Commercial soaps (AKA “chemical bars”) are manufactured in large factories, with very little input from the governing agencies regulating the ingredients of their product. The typical commercial bar of soap is full of cheap, toxic chemicals and harsh detergents. These chemicals are usually to create a harder, longer-lasting bar with a sudsier lather. The toxic ingredients in commercial grade soaps have been linked to organ, developmental and neurotoxicity, hormone disruption, allergies, and asthma.
The top toxic ingredients to watch out for when choosing a soap are:
- Parabens – a common preservative in bar soaps known to cause endocrine disruption that is linked to breast cancer and reproductive toxicity.
- Synthetic dyes – many synthetic colorants are derived from petroleum or coal tars and contain a substance called benzidine, a highly toxic known carcinogen. Artificial dyes are considered to be an irritant and an allergen to the skin.

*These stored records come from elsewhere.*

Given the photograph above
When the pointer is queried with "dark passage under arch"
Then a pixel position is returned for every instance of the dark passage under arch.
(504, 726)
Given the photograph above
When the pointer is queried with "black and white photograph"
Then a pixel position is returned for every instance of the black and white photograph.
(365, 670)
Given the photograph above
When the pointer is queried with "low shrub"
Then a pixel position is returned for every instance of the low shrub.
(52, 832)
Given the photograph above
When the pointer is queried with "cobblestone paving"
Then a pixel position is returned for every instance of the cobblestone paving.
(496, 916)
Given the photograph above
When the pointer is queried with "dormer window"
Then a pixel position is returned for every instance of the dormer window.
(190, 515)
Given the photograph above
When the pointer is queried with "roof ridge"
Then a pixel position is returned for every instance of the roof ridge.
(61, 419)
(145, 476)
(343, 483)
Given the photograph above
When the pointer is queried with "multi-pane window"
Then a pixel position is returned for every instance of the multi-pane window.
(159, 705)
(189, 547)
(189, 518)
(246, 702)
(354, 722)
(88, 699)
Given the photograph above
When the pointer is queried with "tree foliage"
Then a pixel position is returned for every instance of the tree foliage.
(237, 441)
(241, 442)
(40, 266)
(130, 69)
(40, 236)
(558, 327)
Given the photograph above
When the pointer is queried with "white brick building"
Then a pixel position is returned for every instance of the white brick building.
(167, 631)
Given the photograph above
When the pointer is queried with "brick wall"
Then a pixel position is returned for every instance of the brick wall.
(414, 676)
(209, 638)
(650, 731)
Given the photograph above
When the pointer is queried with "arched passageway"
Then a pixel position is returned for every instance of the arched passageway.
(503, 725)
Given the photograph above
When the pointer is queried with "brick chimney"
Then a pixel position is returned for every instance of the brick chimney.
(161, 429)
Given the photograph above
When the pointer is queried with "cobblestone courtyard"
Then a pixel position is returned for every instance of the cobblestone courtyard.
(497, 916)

- Synthetic fragrances – fragrances are highly toxic and contain numerous carcinogenic chemicals as well as phthalates, which are used to help the scent last longer. These toxic chemicals are known to penetrate the skin and pass into the bloodstream. Synthetic fragrances are known neurotoxins and respiratory irritants.

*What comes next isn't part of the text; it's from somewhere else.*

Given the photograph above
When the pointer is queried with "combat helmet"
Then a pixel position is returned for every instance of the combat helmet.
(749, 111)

- Cocamidopropyl betaine – is a foam-boosting agent known to cause contact dermatitis, allergic skin reactions and environmental toxicity.
- Methylisothiazolinone /Methylchloroisothiazolinone – common preservatives found in commercial soaps that have been linked to neurotoxicity, lung toxicity and allergic reactions.
- Sodium Lauryl Sulfate (SLS) / Sodium Laureth Sulfate (SLES) – common surfactants, emulsifiers and skin-conditioning agents added to commercial products. Known to be irritating to the skin, eyes, and lungs. These chemicals can build up in the system in long-term use causing toxicity and sulfates can also clog pores and cause acne.
Remember that the skin is the body’s largest organ. Even though soap is a “wash-off” product, anything on the skin can be absorbed into your system. Continued use of toxic ingredients will lead to these substances building up in your body.
Making the switch from commercial to natural soap can be a bit of an adjustment, similar to switching to organic foods from processed food.
Main Adjustments to Natural Soap:
- Cost – people who are used to only paying a few dollars for a bar of commercial soap can get a little sticker shock the first time they buy a natural bar. Natural soap is made by hand, from scratch in small batches with expensive, high-quality ingredients. Be prepared to pay anywhere from 5-10 dollars for a quality bar of soap. Soap is like another other thing of quality; you get what you pay for.
- Lather – You know that big, thick, sudsy lather you get from all those lather-producing toxic chemicals in commercial bars? Natural soap does lather, but it is from oils, not synthetic materials, so the lather does feel different, but it’s not stripping the natural, protective oils from your skin.
- How long it lasts – commercially manufactured bars are made with added hardeners. While these substances are harmful, they help the bar last. Natural soap will probably not last as many uses as your commercial bars did, but you can extend the life of bar soap with the aid of a soap dish or “soap saver”. Make sure you allow the soap to dry out between uses and not sit in a puddle of water.